周德胜深吸一口气,强迫自己冷静下来分析,
“第一,他们根本不在乎庞国安在省里的后台,说白了,就是没把刘省长放在眼里!
这要么是沙瑞金对吕州势在必得,要么就是他觉得自己在汉东已经站稳了脚跟,要开始自己的人事布局了!”
“第二,”周德胜的声音更低了,“庞国安在吕州经营了多少年?
吕州市有多少干部能走到今天的位置,敢说跟他一点关系都没有?
可调查组来了多久?他们就敢直接把主帅给抓了,完全不担心吕州政局的稳定!这说明什么?”
他死死地盯着众人:“说明他们手里已经掌握了足够把他一击致命的铁证!根本不需要外围证据了!”
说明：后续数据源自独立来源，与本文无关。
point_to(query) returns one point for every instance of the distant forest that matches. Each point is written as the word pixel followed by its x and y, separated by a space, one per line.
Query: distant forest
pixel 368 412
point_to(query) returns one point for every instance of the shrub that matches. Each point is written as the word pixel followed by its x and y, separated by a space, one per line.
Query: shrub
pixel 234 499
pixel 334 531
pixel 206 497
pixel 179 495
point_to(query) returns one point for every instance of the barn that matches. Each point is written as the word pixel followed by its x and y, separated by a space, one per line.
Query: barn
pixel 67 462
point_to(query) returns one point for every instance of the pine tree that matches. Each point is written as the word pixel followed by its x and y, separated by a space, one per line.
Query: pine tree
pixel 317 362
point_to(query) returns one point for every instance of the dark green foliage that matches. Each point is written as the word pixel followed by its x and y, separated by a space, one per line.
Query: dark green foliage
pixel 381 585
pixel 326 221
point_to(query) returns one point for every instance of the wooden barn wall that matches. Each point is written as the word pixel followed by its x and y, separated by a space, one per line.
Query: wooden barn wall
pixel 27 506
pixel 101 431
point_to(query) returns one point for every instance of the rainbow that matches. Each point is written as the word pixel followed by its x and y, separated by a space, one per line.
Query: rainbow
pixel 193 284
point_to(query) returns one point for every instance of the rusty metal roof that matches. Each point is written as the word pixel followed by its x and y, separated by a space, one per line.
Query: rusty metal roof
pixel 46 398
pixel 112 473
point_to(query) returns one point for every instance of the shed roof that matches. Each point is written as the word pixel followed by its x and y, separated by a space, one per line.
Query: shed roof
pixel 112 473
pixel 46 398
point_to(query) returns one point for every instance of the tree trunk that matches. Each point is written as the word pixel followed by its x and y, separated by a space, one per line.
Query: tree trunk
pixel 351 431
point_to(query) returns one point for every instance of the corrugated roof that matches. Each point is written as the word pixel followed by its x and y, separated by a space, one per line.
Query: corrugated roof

“第三点,也是最要命的一点!”周德胜的声音压得极低,像一块巨石压在每个人的心头,
“庞国安手里,肯定掌握着不少东西。现在他进去了,为了争取宽大处理,他会说什么,不说什么,我们谁也拿不准。现在……”
人为刀俎,我为鱼肉。
这八个字是现在办公室里所有人共同浮现出来的词语。
在场的所有人,脸色一个比一个难看。
他们怕的不是庞国安倒台,而是怕庞国安在里面会说什么。
这些年,吕州的国企改革大干快上,多少项目是在常委会上举手通过的?
汉大帮和本土派在其中有过多少幕后的交易和妥协?
庞国安作为常务副市长,经手了多少项目,又掌握了多少人的黑材料?
他就像一个潘多拉魔盒,一旦被打开,谁知道会放出什么妖魔鬼怪来。
余乐天听着这些丧气话,心头一阵烦躁。他何尝不知道这些?
他比他们更清楚,沙瑞金的这把火,最终的目标是烧向谁。
庞国安倒了,下一个会是谁?
孙连城那个家伙现在有了省委的尚方宝剑,只会更加肆无忌惮。
他猛地将烟头摁进烟灰缸,站起身来。
“慌什么!天还没塌下来!”余乐天低喝一声,总算让众人纷乱的心神稍微安定了一些,“
庞国安是庞国安,我们是我们!只要我们自己没问题,谁也动不了我们!”
话是这么说,但谁心里有底呢?
余乐天强迫自己冷静下来,整理了一下混乱的思绪,对周德胜吩咐道:
“德胜,通知下去,下午召开紧急常委会,向全体常委通报关于庞国安同志接受组织审查的决定。另外,让纪委、组织部做好干部维稳工作,决不能在这个时候出乱子!”
“好的,书记。”周德胜连忙点头。
就在这时,周德胜的手机急促地响了起来。他看了一眼来电显示,是市政府办公厅那边的人,赶紧走到一旁接听。
几秒钟后,周德胜的脸色“唰”地一下变得惨白。
“书记,不好了!”他挂断电话,快步走回来,声音都变了调,
“刚刚接到汇报,月牙湖那边……出大事了!
孙市长搞的那个现场办公会,生了群体性事件,有群众和警察生了激烈冲突,
警察……警察把人给打伤了!现在现场已经彻底乱了,几百号人围着,还有好多记者!”
“什么?!”
这个消息像一颗炸雷,在办公室里炸响。
余乐天气得眼前一黑,差点没站稳。